British school has scrapped the added fees implemented this year after parents complain to Abu Dhabi Educational Council.
British school in Abu Dhabi backtracks on fee hike
ABU DHABI // A school has announced it will scrap thousands of dirhams of extra charges it had asked parents to pay, after regulators ordered a refund.
In a memo to parents on Sunday night, Lesley-Ann Wallace, the principal at the British International School in Abu Dhabi, said families would only be charged tuition fees approved by the Abu Dhabi Education Council.
“As such, your customer account will be readjusted from the invoice sent to you recently,” the memo said.
“This re-credit will ensure that the fees you pay are compliant with Adec’s regulations and we will continue to work with Adec to strategise for the future to ensure fee structures support continued investment.”
The decision was welcomed by parents but Barton Jokinen, the father of a Year 1 pupil at the school, was concerned that no deadline had been set on the readjustment.
“There should be more transparency,” Mr Jokinen said. “I haven’t received any notice about the refund and they do not have a timeline about what’s going to happen. I’m not too happy with the school.”
The British International School in Abu Dhabi had said Adec was last year told of the 5 per cent tuition increase. But Adec said the increase was not authorised and ordered the refund.
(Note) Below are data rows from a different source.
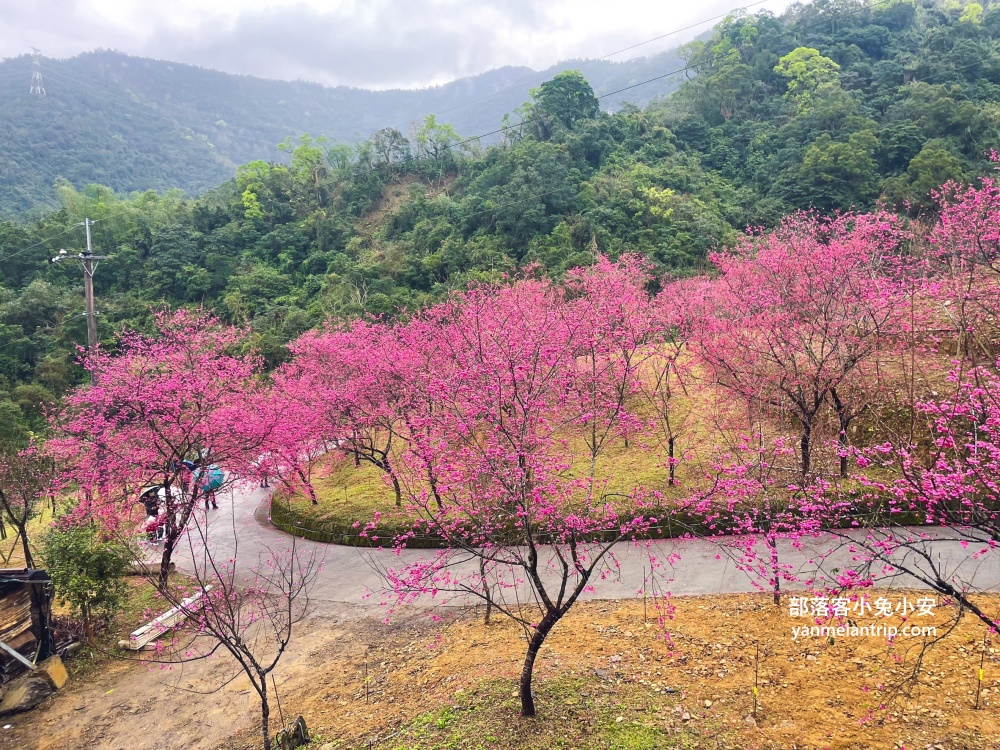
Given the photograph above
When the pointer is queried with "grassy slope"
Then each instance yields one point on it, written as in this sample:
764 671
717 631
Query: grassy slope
607 680
347 493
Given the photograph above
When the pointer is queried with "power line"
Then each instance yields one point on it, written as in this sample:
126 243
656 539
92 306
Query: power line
536 79
37 85
285 131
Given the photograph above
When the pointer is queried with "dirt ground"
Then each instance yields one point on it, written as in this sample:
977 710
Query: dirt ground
606 678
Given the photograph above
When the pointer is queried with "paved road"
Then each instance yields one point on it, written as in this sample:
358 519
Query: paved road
349 575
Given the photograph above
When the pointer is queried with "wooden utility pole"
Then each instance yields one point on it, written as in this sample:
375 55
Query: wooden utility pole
89 262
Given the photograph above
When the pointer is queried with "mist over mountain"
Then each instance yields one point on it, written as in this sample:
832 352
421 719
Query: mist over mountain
135 123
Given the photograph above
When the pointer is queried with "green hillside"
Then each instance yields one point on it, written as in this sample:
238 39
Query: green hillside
138 124
833 106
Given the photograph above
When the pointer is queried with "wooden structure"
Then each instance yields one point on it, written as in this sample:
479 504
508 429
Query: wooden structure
25 619
148 633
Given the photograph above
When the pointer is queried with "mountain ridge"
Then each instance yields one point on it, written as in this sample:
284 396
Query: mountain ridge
135 123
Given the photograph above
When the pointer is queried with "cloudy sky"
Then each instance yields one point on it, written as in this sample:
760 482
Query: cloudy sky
368 43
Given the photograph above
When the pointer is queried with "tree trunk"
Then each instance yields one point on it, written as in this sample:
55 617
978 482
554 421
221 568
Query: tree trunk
164 576
28 560
806 446
842 442
844 418
773 546
487 591
308 485
527 701
670 453
265 714
397 489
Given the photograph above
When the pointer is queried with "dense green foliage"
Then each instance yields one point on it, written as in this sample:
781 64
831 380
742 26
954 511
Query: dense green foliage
835 105
87 570
136 124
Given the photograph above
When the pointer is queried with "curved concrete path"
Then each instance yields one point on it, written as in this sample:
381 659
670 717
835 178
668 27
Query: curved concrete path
350 575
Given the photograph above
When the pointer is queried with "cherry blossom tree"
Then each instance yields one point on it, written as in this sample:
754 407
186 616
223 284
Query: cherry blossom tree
347 377
927 497
27 478
496 436
247 604
964 254
799 314
616 337
178 395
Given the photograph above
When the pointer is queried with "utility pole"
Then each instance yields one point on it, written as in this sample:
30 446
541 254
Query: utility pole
89 262
37 85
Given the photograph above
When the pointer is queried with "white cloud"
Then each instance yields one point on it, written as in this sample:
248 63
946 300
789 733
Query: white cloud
369 43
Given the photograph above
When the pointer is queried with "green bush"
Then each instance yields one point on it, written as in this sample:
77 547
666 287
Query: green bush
88 571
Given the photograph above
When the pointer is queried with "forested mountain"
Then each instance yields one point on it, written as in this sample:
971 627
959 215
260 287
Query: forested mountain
833 106
135 124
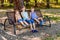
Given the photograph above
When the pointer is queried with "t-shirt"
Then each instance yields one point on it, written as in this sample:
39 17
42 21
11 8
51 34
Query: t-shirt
17 15
33 15
24 15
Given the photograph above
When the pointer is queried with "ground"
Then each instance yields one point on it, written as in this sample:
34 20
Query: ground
25 34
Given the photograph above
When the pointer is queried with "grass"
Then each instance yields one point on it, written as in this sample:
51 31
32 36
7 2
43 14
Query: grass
49 38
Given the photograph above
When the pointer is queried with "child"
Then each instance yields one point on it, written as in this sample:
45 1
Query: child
18 18
28 20
34 16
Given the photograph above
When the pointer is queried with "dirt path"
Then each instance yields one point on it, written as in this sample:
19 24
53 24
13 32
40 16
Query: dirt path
27 35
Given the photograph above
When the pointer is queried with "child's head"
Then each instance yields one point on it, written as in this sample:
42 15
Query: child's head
32 9
23 8
17 11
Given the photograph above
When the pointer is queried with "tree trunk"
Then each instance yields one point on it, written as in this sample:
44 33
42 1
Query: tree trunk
56 1
48 2
35 3
2 1
18 4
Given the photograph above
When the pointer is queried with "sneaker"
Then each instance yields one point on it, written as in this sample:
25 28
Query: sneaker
41 22
34 31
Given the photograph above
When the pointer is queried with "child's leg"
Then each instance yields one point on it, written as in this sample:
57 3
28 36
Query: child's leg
40 18
37 20
34 26
26 23
22 23
31 27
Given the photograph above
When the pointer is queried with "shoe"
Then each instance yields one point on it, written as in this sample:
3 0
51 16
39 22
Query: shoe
34 31
41 22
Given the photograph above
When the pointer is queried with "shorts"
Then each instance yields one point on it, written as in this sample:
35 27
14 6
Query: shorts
20 20
29 21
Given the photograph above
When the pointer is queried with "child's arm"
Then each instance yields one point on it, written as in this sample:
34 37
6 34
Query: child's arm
30 15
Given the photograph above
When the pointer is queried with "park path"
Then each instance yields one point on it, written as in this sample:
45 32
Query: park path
27 35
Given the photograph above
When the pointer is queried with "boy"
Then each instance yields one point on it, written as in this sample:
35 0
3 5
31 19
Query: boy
34 16
28 20
18 18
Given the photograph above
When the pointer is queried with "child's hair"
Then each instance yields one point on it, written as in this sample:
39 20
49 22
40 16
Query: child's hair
32 7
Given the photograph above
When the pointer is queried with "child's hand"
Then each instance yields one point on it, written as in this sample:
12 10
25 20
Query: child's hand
28 18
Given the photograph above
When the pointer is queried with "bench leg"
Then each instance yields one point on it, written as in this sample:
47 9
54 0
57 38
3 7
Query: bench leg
14 28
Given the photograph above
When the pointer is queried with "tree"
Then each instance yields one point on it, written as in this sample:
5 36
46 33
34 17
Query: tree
18 4
56 1
35 3
48 2
2 3
27 2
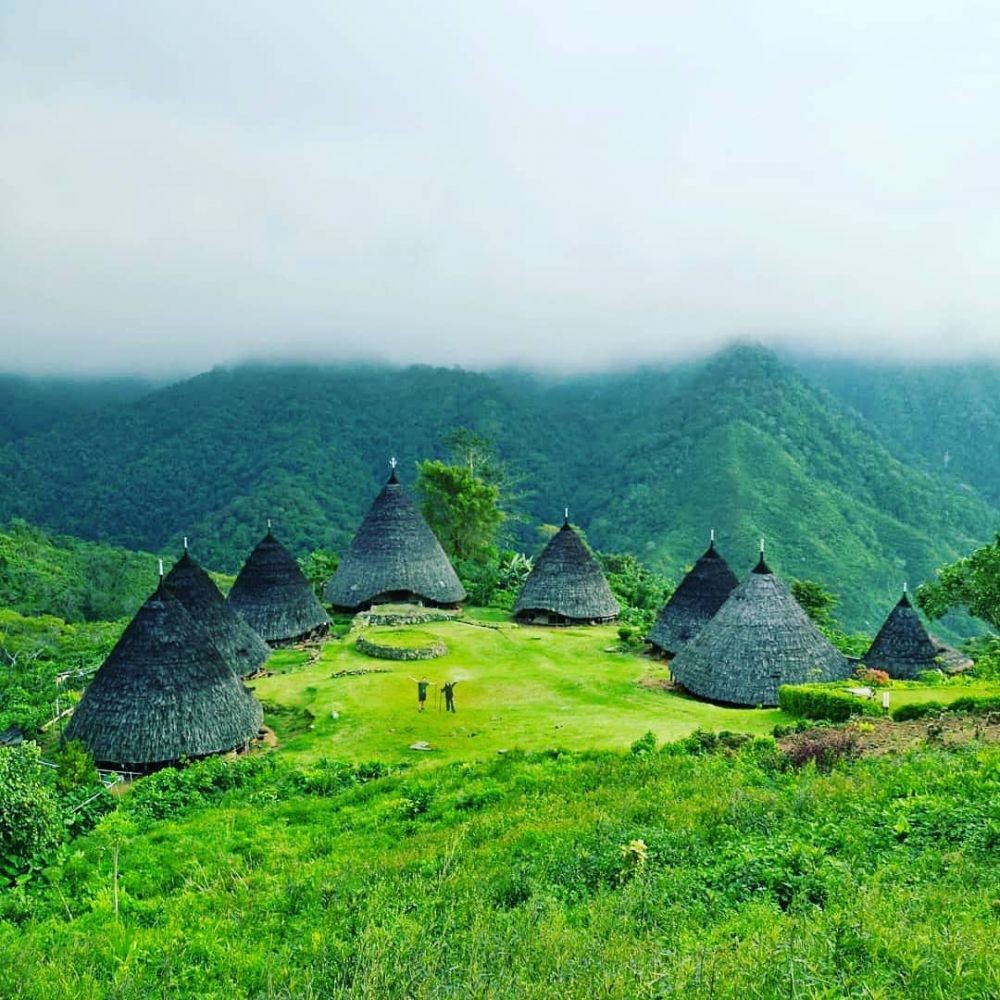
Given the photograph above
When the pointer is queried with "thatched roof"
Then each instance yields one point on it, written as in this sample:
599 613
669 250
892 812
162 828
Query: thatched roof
241 647
758 640
394 556
697 598
274 597
163 693
567 582
902 647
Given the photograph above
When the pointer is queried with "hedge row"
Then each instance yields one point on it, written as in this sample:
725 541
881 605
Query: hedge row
814 701
970 703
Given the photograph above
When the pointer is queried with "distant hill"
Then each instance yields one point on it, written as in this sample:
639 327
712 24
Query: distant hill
30 405
647 462
944 417
43 574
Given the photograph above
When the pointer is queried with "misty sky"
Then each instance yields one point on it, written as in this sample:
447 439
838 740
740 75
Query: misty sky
569 184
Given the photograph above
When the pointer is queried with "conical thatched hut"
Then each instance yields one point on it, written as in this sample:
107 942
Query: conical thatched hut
274 597
566 586
394 557
758 640
241 647
698 596
163 693
903 648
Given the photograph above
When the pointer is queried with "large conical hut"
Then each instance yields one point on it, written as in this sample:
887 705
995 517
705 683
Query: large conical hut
164 693
566 586
697 598
241 647
275 598
394 558
758 640
903 648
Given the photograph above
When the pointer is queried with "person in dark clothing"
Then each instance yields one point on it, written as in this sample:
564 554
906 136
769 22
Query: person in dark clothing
422 685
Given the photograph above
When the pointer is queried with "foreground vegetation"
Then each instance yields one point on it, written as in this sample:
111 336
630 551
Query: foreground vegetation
695 871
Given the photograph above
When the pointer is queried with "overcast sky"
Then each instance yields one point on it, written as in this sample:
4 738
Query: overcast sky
571 184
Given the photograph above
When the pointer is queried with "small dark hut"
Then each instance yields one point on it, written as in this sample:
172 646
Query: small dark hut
394 558
903 648
697 598
275 598
241 647
758 640
566 586
164 692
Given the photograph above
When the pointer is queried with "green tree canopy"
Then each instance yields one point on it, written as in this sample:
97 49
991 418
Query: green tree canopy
29 819
462 509
972 583
815 600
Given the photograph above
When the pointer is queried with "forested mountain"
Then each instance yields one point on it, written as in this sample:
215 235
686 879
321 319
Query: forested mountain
42 574
647 462
945 417
30 405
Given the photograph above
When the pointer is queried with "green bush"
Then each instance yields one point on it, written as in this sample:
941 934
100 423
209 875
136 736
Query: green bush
918 710
814 701
29 816
971 704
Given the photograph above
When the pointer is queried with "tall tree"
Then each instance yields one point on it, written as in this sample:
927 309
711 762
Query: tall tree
463 510
971 583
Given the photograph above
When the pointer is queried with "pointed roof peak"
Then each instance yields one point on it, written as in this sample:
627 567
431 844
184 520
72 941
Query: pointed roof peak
762 567
567 580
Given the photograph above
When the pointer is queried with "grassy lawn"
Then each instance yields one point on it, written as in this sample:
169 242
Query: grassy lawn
519 688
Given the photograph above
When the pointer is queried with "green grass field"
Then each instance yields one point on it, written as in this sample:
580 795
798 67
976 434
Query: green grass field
692 870
527 688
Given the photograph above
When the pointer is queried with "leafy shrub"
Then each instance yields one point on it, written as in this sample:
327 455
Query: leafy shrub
917 710
166 792
824 748
416 803
873 676
29 818
75 767
814 701
704 741
973 705
327 777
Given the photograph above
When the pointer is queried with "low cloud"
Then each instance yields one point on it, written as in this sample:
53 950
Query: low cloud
573 187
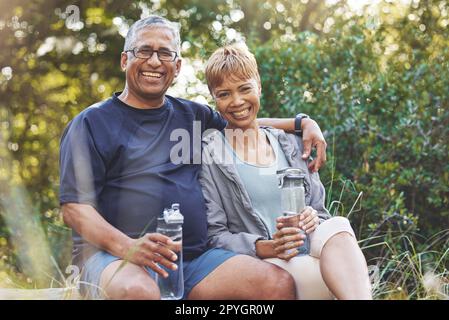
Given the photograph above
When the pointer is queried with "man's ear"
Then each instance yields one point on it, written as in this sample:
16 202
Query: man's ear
178 66
123 61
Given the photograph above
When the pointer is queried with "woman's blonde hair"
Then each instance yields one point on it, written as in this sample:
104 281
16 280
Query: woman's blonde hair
231 61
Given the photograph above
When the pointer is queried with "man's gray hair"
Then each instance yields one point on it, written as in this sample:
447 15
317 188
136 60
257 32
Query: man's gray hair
152 21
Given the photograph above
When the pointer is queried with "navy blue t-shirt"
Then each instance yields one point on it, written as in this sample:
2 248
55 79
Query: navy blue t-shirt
123 162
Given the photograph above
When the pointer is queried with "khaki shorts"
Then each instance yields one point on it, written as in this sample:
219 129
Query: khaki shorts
305 269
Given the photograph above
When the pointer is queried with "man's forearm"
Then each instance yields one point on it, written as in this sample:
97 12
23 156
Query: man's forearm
88 223
286 124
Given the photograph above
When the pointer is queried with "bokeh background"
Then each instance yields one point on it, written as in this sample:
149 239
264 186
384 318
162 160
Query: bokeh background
373 74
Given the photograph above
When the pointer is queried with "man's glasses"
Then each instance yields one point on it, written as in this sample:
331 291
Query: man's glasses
147 53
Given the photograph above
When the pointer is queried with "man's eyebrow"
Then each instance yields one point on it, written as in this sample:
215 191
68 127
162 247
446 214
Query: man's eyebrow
145 46
246 84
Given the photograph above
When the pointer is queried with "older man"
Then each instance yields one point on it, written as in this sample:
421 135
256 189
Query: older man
117 176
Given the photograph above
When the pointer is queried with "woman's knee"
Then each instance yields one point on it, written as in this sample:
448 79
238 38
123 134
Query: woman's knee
137 290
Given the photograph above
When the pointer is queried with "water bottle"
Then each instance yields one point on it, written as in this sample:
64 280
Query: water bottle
291 183
170 224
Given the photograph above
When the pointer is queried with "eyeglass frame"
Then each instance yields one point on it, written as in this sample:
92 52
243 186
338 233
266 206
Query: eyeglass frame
152 52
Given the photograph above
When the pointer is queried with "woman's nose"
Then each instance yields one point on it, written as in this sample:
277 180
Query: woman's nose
237 100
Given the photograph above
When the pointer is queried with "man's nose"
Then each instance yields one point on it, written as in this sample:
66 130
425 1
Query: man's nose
154 59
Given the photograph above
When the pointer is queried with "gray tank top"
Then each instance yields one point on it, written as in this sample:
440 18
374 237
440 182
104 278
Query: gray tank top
261 183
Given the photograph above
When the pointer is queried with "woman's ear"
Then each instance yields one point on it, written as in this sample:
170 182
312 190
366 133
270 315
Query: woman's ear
123 61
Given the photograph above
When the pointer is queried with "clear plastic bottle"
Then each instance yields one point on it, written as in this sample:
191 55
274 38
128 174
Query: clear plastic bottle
170 224
291 183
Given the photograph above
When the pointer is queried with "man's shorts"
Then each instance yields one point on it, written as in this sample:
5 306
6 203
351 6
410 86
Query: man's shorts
194 270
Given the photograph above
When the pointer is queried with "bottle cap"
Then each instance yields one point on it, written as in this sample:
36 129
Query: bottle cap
173 215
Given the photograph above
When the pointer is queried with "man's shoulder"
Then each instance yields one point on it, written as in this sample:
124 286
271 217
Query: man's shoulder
188 105
102 111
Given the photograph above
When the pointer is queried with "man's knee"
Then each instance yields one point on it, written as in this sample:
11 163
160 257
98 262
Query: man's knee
278 284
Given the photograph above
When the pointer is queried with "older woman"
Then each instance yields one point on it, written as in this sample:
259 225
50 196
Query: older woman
243 199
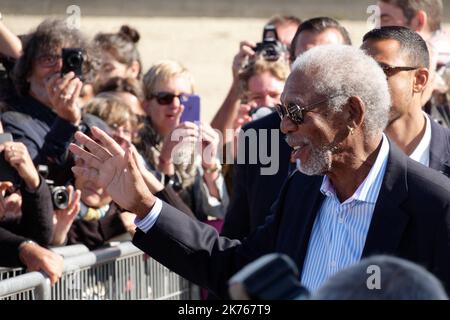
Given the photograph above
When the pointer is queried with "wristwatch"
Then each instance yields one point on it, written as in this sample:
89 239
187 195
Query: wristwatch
216 168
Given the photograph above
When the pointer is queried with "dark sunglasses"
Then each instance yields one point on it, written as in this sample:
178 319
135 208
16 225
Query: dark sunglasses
166 98
391 70
295 112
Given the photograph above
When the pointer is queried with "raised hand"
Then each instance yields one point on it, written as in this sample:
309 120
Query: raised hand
113 169
210 144
16 153
37 258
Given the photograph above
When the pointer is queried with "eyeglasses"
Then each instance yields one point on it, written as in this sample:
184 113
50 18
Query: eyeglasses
48 60
295 112
166 98
389 71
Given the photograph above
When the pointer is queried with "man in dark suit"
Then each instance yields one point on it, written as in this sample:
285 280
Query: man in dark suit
357 194
404 57
253 191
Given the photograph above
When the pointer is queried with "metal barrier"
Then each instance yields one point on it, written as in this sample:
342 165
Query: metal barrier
116 273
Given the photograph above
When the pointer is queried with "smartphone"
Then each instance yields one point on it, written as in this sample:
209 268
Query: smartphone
191 110
7 172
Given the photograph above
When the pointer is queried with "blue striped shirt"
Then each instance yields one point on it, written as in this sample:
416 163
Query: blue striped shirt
340 229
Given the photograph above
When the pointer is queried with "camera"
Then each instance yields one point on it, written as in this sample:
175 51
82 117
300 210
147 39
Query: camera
7 172
59 194
270 48
260 112
73 59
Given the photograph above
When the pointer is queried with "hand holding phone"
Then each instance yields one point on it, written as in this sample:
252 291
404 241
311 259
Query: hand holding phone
7 172
191 110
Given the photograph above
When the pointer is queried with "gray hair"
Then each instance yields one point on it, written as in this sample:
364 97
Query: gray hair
341 72
399 280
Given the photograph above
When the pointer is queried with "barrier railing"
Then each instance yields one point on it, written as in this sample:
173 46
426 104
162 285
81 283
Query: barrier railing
122 272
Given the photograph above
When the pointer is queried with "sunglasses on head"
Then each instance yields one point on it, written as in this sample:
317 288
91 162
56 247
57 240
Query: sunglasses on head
166 98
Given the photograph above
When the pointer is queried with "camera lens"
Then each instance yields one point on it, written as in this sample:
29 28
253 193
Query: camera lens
60 198
271 54
75 60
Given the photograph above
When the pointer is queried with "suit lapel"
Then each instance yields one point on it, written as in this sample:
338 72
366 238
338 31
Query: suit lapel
389 220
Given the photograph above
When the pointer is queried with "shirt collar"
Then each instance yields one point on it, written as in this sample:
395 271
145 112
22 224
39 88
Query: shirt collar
365 191
422 152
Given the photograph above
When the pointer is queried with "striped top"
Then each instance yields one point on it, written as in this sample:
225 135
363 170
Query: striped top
340 229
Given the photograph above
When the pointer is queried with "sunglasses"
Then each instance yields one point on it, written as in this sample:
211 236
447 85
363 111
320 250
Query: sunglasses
295 112
165 98
48 60
391 70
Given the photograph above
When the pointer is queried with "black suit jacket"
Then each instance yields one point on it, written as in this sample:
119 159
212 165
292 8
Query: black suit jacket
411 220
440 148
254 193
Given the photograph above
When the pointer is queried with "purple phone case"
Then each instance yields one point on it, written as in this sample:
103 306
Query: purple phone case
191 109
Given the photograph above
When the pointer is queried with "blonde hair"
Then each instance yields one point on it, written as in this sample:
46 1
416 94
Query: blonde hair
163 71
112 110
The school had announced that this year it would impose a new maintenance charge of Dh2,000 for each pupil and a non-refundable entry fee of Dh2,500 for Year 1 and Dh9,000 for other grades.
“We have communicated with the school principal and asked her to stop the collections as further action will be taken against the school,” Adec said on Sunday.
Ms Wallace said the school’s intention had been “to add another 500 school spaces to meet the demand for school places in the city, and develop our second floor with additional premium and contemporary learning spaces”.
The final fee structure would be posted on the school website, she said.
“Now I think it’s fair,” said a mother of two, who asked not to be identified. “But I think I’ll be more happy if the school improves its level of academic excellence and instils student discipline.”